Butane could be the villian

Butane gas and aircraft do not mix. I can recall doing a Unit Emplaning Officers’ course whilst in-service and being told the story of a bic lighter sitting on the dash of a Hercules long enough to heat up, explode and cause sufficient damage to bring down the aircraft. I also remember being in a Herc one day when the Loadie discovered a butane bottle in someone’s kit. With drama worthy of a career in Hollwood he raised the rear gate and threw the offending item out at 30,000 feet. Thinking about that now, I wonder where it landed? Hope we were over desert or somewhere similar……still. Whatever, this article from the SMH raises the issue again. Butane could be the villian with the Sea King choper crash in Nias, Indonesia last year.
TEN canisters of highly flammable liquid butane gas found in the wreckage of a Sea King helicopter that crashed on the Indonesian island of Nias last year could have been taken on board by an aid worker, an inquiry into the accident has heard.
Counsel assisting the inquiry, Lieutenant Stephen Harper and Lieutenant Matthew Vesper, yesterday began investigating the role of an Australian aid worker, Frank Tyler, who was picked up on Nias with his interpreter on the morning of the accident. Mr Tyler wanted the Sea King’s assistance to get to Teluk Dalam, where more than 100 casualties had been reported. A number of boxes which Mr Tyler wanted transported were also loaded onto the Sea King. But instead of flying direct to Teluk Dalam, the helicopter flew back to the Kanimbla.
There the boxes were unloaded and stored in a hangar on the ship for 2½ hours before being placed back on the Sea King later that day for the flight to Teluk Dalam. It was on that flight that the crash occurred. In between, there had been a crew change on the Sea King, known as Shark 02.
Who signed off on the load list for the second flight, I wonder? Not good. UPDATE: Just to clarify my position; I’m not suggesting the butane had anything to do with the crash but could well have caused loss of life subsequent to the impact and resultant fuel ignition.

4 comments

  • Bad as it is, on evidence given to the inquiry to date I’m afraid it’s the navy’s maintenance practices which are most likely to have caused the crash. And as you know, there have been similar maintenance irregularities since, which is just about unforgivable.

    The butane is bad and may have killed some survivors of the crash, but that problem is easily fixed. The other one is a real worry.

  • I’m a bit hazy on this stuff, but didn’t the ban on butane lighters and containers only apply to fixed wing aircraft where pressure differentials at altitude could cause the containers to leak or burst?

  • PQ, Yeah, I can’t recall any problems with RW flights and it is the pressure differentials that matter but butane obviously has an impact when you crash. Something I never thought about before – still, so does the AVTUR.

  • `A number of boxes which Mr Tyler wanted transported
    Who signed off on the load list for the second flight, I wonder?’

    Begs the question: is it problematic when, say, RAAF are required to carry civilians on `peacekeeping and aid’ trips?

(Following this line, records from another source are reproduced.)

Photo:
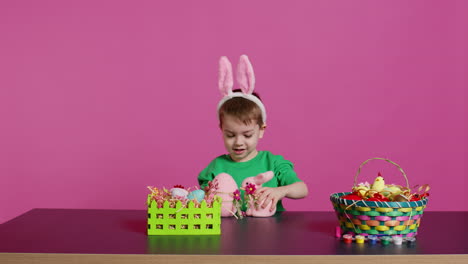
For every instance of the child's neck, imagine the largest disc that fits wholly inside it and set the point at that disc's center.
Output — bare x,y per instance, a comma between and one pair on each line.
250,156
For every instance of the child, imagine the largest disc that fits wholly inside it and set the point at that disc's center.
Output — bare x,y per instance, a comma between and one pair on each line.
242,118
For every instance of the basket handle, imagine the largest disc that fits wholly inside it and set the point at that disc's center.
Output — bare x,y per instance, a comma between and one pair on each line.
387,160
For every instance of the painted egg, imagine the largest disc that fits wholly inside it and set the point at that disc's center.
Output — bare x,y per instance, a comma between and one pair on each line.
197,194
179,192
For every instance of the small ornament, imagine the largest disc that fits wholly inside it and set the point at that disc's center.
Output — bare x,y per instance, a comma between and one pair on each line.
360,239
347,238
199,195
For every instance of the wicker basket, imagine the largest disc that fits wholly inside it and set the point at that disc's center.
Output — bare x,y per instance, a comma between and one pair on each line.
378,218
189,220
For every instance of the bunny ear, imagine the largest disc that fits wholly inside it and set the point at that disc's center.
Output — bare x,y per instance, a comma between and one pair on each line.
245,75
225,81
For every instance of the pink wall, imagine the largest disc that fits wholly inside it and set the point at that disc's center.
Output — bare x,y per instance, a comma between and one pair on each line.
99,99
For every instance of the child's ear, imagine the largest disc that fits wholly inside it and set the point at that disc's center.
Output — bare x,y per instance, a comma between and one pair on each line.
262,131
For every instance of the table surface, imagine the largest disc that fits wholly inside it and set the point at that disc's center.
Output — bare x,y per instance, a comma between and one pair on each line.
288,233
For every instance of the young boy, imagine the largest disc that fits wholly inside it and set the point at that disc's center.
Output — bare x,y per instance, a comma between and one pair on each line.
242,119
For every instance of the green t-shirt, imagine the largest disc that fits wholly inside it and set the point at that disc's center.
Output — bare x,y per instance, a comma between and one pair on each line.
263,162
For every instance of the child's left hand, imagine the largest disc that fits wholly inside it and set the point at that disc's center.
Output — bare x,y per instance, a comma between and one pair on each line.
266,194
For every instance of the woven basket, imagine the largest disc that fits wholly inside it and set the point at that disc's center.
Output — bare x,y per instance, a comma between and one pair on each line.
378,218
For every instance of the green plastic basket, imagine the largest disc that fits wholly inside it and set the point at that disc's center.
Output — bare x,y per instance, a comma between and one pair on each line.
180,220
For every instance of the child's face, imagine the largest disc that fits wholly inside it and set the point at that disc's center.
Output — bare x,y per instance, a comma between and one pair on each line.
240,139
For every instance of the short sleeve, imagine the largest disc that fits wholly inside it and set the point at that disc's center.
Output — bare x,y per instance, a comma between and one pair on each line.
284,171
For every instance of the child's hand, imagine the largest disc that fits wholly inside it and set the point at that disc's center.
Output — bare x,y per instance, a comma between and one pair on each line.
266,194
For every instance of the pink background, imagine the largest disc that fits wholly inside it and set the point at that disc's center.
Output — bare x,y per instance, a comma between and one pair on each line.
99,99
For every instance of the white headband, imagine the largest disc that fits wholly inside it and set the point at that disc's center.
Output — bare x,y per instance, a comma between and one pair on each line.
245,78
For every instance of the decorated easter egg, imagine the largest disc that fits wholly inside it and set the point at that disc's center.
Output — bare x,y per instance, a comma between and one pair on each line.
179,193
197,194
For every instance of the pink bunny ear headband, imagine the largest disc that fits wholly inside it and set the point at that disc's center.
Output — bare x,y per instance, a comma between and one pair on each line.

As in, are they restricted in requiring inspection of cargo and luggage of civilians, Contrast civilian airlines, which do inspect luggage and reject luggage which is not safe for air-transport.

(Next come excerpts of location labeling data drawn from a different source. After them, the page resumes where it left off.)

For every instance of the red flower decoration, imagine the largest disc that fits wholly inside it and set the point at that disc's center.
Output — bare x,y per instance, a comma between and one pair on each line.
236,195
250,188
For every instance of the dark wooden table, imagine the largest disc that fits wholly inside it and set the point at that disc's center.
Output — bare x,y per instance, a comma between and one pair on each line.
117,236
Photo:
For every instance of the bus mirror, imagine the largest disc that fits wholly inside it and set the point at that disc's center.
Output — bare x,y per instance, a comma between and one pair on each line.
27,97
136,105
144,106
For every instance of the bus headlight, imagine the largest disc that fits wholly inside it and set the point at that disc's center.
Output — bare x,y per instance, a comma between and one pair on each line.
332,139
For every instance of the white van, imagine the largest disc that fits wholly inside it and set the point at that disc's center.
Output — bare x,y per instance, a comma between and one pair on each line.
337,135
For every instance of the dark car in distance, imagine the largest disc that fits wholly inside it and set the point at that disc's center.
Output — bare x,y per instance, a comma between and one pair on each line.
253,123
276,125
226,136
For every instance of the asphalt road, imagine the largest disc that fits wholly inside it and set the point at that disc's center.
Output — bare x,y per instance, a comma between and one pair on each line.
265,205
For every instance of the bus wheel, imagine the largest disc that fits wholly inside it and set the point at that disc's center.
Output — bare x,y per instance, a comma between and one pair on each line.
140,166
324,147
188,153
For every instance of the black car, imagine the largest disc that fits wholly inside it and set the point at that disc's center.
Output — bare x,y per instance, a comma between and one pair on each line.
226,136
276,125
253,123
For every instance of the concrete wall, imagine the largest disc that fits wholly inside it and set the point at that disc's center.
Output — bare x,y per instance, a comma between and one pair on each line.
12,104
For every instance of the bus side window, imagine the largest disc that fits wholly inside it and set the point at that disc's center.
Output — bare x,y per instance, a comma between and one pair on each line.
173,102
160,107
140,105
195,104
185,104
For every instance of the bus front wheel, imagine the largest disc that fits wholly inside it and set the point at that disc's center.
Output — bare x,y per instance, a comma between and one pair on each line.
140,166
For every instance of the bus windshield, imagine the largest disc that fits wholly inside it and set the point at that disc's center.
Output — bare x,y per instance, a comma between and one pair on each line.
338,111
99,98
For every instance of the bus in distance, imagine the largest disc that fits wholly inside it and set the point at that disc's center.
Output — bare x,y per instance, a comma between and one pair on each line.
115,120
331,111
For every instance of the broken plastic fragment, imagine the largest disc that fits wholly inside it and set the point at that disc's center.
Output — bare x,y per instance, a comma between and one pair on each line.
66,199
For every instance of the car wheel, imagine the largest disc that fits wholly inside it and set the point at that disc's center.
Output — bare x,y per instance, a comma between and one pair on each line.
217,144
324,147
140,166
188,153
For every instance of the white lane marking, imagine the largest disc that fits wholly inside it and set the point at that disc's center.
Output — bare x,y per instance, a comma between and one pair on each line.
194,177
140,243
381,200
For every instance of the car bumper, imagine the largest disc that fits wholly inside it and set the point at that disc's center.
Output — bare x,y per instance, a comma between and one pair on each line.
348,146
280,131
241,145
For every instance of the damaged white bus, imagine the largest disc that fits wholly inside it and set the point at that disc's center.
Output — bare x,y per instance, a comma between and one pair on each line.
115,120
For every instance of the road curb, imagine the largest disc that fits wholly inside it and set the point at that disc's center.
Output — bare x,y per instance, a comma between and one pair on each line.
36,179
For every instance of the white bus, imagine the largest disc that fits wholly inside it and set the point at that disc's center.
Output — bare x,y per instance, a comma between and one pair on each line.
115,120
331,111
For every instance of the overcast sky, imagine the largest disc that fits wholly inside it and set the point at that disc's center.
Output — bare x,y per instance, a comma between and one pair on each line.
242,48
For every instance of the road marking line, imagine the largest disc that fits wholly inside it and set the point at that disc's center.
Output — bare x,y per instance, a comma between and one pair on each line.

    Is it even more problemtic, without wishing to impugn Mr. Tyler, given the reputation of `aid workers’ as rather worse than arrogant. The account of a U.S. navy officer of the conduct U.N. `aid workers’, who interfered in the naval relief of Ache post tsunami, and their contemptuous conduct on board the aircraft carrier summed things up.Telling was, they tied up helicopters being used to ferry supplies as they took joy flights – one is not implying so against Tyler.

    There seems to be a real problem, partuclarly when armed services are required to deal with holy joes.

    Anyway, after that horrible crash, the forces are, presumably, reviewing treatment of also civilians and their cargo they are required to carry. Stung once, you don’t let it happen again if you can help it.